Evgeny Petrovich Maslin was born on May 20, 1937, in Novotomnikovo, a village about 250 miles southeast of Moscow, and raised in the nearby town of Algasovo. His parents were schoolteachers.
Along with his daughter Ekaterina, he is survived by his wife, Nina; another daughter, Elena; a brother, Nikolai; three grandchildren; and four great-grandchildren.
He joined the Soviet Army in 1954, with plans to become an infantry officer. But his father, who had fought on the front lines during World War II, objected; as a compromise, they agreed that he should become an engineer. He graduated in 1959 from the Military Academy of Communications in Leningrad (now St. Petersburg), where he excelled in mathematics and physics.
He had an offer to join a physics research institute as a fellow. But as he was preparing to leave school, he was handed new orders: He was to report to the 12th Main Directorate, the top-secret branch of the Soviet Ministry of Defense that managed the country’s ever-growing nuclear arsenal.

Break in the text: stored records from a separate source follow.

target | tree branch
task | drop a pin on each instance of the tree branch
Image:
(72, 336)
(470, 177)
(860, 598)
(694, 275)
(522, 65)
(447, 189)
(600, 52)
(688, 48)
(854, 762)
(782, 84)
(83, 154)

He rose steadily in the directorate, combining technical proficiency with a keen political sensibility. General Maslin was named its deputy director in 1989, just months before the fall of the Berlin Wall, and took over the top job in 1992, a few months after the dissolution of the Soviet Union.

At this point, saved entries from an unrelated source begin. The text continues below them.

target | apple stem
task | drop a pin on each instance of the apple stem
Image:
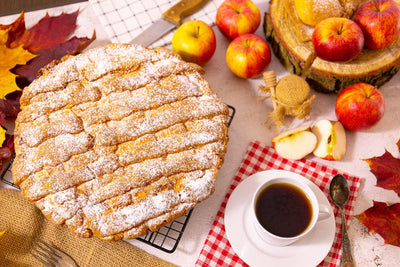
(340, 30)
(376, 7)
(197, 33)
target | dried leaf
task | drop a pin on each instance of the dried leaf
(2, 135)
(9, 108)
(48, 40)
(386, 169)
(8, 59)
(48, 32)
(384, 220)
(71, 47)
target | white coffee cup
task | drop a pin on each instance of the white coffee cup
(318, 211)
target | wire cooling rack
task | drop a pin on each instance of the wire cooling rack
(166, 238)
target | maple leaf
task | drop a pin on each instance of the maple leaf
(386, 169)
(8, 59)
(47, 39)
(71, 47)
(383, 220)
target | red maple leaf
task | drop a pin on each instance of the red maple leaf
(383, 220)
(48, 40)
(386, 169)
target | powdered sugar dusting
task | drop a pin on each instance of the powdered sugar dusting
(119, 140)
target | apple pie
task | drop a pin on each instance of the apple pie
(119, 140)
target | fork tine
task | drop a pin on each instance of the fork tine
(41, 260)
(44, 253)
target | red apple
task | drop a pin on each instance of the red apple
(337, 39)
(380, 22)
(359, 106)
(195, 41)
(236, 17)
(248, 55)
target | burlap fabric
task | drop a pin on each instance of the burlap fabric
(24, 222)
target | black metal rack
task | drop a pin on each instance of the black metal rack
(166, 238)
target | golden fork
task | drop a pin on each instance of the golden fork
(51, 256)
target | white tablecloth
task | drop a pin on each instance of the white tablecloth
(249, 124)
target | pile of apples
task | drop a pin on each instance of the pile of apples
(247, 54)
(375, 25)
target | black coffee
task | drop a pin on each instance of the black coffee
(284, 210)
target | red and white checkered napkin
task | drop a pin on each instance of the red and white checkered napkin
(218, 252)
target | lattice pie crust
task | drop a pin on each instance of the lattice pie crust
(119, 140)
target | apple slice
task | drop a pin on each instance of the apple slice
(331, 140)
(295, 143)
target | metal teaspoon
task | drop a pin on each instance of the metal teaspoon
(339, 193)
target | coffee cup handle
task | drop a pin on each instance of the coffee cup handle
(324, 212)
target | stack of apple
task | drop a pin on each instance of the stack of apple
(247, 55)
(375, 25)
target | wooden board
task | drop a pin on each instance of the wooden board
(290, 41)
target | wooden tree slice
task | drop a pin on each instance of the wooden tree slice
(290, 41)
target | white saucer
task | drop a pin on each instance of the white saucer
(309, 251)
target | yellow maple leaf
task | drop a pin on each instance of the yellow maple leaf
(8, 59)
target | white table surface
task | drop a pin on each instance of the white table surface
(249, 124)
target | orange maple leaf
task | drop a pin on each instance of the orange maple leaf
(383, 220)
(386, 169)
(9, 58)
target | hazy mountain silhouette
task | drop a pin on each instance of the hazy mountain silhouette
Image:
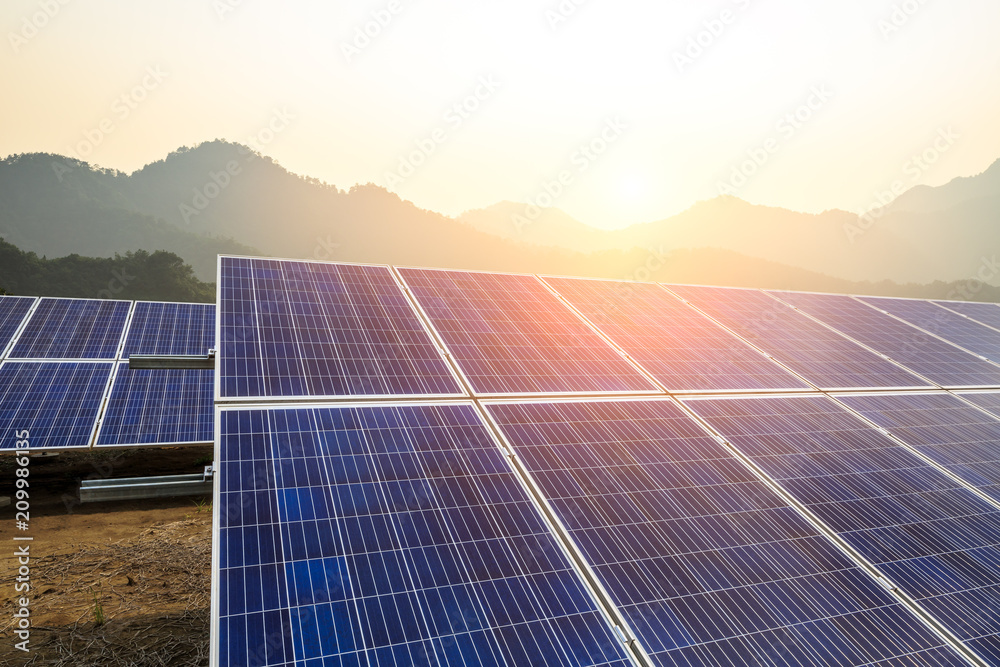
(195, 200)
(57, 206)
(927, 234)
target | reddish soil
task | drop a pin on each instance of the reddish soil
(144, 565)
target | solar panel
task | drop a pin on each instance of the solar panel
(942, 322)
(388, 536)
(13, 310)
(511, 335)
(158, 407)
(292, 329)
(679, 346)
(73, 329)
(935, 359)
(986, 313)
(987, 400)
(947, 430)
(933, 537)
(57, 403)
(820, 355)
(162, 328)
(708, 565)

Though he reached the military’s mandatory retirement age, 60, in 1997, General Maslin continued to work on nuclear security and dismantlement at the PIR Center, advising both the Russian government and its many technical contractors.
“He was not an ideologue in any way,” Rose Gottemoeller, a former Defense Department official who worked with him, said in a phone interview. “He was just a really solid military professional, totally devoted to the mission.”
As the dismantlement project wound down in the 2000s, General Maslin became convinced that only total nuclear disarmament would prevent nuclear war. He sat on the Global Zero Commission, a blue-ribbon panel that pushed for an end to nuclear arms, and kept in contact with like-minded advocates in Europe and the United States.
“In the case of the nuclear war, will the penguins in Antarctica suffer?” he said in a 2017 speech. “Of course they will. Therefore, if we think of the world in terms of the whole planet, then it is high time for humankind to stop threatening each other.”
And he watched with dismay as the spirit of friendly cooperation that he helped foster in the 1990s grew chilly in the 2010s. President Vladimir V. Putin said in 2015 that Russia would no longer accept American nuclear assistance, bringing an end to more than 20 years of cooperation.
But General Maslin did not give up hope that one day the two countries could come back together, even if it meant waiting for a new generation of leaders. In January, weeks before his death and about a month before Russia invaded Ukraine, he wrote, “If young people on both sides of the Bering Strait are thinking about how we can improve Russian-American relations, all is not lost.”